Primera Lectura (Hechos 14:19-28)
19 Vinieron entonces de Antioquía y de Iconio unos judíos que sedujeron a la muchedumbre, de modo que apedrearon a Pablo y lo arrastraron fuera de la ciudad creyéndole muerto. 20 Pero rodeado de los discípulos se levantó y entró en la ciudad. Y al día siguiente marchó con Bernabé a Derbe. 21 Después de predicar el Evangelio en aquella ciudad y hacer numerosos discípulos, se volvieron a Listra, Iconio y Antioquía, 22 confortando los ánimos de los discípulos y exhortándoles a perseverar en la fe, diciéndoles que es preciso que entremos en el Reino de Dios a través de muchas tribulaciones. 23 Tras designar presbíteros en cada iglesia, haciendo oración y ayunando, les encomendaron al Señor, en quien habían creído. 24 Atravesaron Pisidia y llegaron a Panfilia; 25 y después de predicar la palabra en Perge bajaron hasta Atalía. 26 Desde allí navegaron hasta Antioquía, de donde habían salido encomendados a la gracia de Dios para la obra que habían realizado. 27 Al llegar, reunieron a la iglesia y contaron todo lo que el Señor había hecho por mediación de ellos y cómo había abierto a los gentiles la puerta de la fe. 28 Se quedaron bastante tiempo con los discípulos.
- Palabra del Señor.
- Gracias a Dios.
Responsorio (Sal 144,10-11.12-13ab.21)
- Que tus fieles, Señor, proclamen la gloria de tu reinado
- Que tus fieles, Señor, proclamen la gloria de tu reinado
- Que todas tus criaturas te den gracias, Señor, que te bendigan tus fieles. Que proclamen la gloria de tu reinado, que hablen de tus hazañas.

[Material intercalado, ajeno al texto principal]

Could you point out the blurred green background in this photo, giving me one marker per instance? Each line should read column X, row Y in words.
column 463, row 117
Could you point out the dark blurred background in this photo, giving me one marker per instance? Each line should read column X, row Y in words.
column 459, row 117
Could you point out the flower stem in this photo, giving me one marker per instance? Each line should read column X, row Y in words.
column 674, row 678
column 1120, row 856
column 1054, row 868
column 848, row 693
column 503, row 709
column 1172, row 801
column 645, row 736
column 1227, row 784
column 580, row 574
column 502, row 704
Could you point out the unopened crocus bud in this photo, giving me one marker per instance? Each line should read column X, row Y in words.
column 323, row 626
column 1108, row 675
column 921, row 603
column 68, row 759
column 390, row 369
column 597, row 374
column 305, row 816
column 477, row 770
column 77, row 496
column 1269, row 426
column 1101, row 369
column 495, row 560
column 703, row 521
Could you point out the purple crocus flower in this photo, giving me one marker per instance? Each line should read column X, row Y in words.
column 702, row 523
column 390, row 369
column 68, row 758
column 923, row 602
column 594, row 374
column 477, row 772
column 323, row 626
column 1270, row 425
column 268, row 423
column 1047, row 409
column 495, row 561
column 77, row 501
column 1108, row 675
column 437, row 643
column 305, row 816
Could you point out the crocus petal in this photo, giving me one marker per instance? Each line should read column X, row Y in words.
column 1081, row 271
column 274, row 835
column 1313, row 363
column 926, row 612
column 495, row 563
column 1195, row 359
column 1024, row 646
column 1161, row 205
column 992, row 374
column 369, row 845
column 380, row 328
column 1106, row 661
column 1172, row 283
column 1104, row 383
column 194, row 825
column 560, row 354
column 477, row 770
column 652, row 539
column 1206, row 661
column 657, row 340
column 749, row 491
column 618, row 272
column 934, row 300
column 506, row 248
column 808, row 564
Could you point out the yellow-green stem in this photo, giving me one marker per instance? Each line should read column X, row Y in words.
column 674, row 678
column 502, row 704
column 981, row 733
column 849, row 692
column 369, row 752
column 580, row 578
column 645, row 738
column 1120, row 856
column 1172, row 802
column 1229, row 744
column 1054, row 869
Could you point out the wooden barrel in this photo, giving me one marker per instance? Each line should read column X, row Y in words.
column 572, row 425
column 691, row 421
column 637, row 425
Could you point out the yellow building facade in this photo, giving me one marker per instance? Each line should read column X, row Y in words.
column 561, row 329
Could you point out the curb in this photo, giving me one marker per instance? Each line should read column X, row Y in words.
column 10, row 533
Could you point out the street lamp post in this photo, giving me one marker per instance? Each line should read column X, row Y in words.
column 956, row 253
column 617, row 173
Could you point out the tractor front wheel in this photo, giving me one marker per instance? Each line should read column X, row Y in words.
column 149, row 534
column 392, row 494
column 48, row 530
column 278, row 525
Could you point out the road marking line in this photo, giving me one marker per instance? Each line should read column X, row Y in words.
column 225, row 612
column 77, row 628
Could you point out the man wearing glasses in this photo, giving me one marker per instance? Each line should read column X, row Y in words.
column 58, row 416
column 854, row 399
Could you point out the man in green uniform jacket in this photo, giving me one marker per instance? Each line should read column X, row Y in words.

- Explicando tus hazañas a los hombres, la gloria y majestad de tu reinado. Tu reinado es un reinado perpetuo, tu gobierno va de edad en edad.
- Pronuncie mi boca la alabanza del Señor, todo viviente bendiga su santo nombre por siempre jamás.

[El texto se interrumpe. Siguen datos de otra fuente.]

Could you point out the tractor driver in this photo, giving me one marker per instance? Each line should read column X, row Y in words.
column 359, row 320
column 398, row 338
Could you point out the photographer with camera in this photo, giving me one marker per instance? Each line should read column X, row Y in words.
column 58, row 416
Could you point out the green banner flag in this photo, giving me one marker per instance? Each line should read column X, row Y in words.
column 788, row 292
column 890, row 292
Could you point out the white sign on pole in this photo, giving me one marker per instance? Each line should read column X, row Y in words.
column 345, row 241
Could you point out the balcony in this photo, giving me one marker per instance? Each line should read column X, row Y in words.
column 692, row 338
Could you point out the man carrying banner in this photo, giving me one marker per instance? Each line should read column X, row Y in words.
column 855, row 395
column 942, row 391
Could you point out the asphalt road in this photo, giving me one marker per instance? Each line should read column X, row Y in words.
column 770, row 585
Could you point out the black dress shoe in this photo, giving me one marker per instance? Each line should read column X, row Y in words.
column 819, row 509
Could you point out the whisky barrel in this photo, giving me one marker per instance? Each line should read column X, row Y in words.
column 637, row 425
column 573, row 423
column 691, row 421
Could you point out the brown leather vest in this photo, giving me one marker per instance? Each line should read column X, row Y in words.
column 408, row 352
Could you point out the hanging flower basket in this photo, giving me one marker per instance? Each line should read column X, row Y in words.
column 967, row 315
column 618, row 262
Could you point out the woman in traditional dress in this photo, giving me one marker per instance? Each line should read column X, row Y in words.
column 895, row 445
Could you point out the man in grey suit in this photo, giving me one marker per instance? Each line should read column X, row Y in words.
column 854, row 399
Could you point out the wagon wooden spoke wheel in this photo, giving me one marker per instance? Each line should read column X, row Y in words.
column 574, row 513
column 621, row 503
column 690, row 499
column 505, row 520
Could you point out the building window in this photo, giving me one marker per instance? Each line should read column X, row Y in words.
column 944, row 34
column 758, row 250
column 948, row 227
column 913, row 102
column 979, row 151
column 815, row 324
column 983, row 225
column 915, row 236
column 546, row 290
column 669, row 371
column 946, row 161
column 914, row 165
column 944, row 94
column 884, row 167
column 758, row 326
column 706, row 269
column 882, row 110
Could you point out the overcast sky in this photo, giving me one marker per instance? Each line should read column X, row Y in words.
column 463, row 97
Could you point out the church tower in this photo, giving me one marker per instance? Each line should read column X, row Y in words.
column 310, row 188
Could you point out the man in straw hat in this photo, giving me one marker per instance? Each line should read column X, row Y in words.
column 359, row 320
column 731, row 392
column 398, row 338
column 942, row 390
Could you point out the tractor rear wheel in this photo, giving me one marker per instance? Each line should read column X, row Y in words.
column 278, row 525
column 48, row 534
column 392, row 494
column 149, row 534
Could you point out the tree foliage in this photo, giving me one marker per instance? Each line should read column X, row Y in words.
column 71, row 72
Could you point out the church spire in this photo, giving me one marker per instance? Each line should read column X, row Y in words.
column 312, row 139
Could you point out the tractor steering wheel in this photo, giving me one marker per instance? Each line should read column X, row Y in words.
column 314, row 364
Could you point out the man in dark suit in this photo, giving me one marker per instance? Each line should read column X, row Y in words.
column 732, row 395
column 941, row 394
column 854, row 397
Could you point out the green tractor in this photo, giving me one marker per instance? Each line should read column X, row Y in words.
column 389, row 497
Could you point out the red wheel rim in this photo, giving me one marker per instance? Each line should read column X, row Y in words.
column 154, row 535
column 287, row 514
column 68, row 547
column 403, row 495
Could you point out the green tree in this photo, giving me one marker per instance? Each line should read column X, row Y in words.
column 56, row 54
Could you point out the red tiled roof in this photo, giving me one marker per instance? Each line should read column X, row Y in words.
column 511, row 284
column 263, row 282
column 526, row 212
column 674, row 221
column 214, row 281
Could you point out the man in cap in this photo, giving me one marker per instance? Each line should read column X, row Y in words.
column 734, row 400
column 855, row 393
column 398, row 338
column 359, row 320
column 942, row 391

Anuncio del Evangelio (Juan 14:27-31)
— El Señor esté con vosotros.
— Y con tu espíritu.
— Proclamación del Evangelio de Jesucristo + según San Juan.
— Gloria a Ti, Señor.
27 »La paz os dejo, mi paz os doy; no os la doy como la da el mundo. No se turbe vuestro corazón ni se acobarde. 28 Habéis escuchado que os he dicho: «Me voy y vuelvo a vosotros». Si me amarais os alegraríais de que vaya al Padre, porque el Padre es mayor que yo. 29 Os lo he dicho ahora antes de que suceda, para que cuando ocurra creáis. 30 Ya no hablaré mucho con vosotros, porque viene el príncipe del mundo; contra mí no puede nada, 31 pero el mundo debe conocer que amo al Padre y que obro tal y como me ordenó. »¡Levantaos, vámonos de aquí!
— Palabra de la Salvación.
— Gloria a Ti, Señor.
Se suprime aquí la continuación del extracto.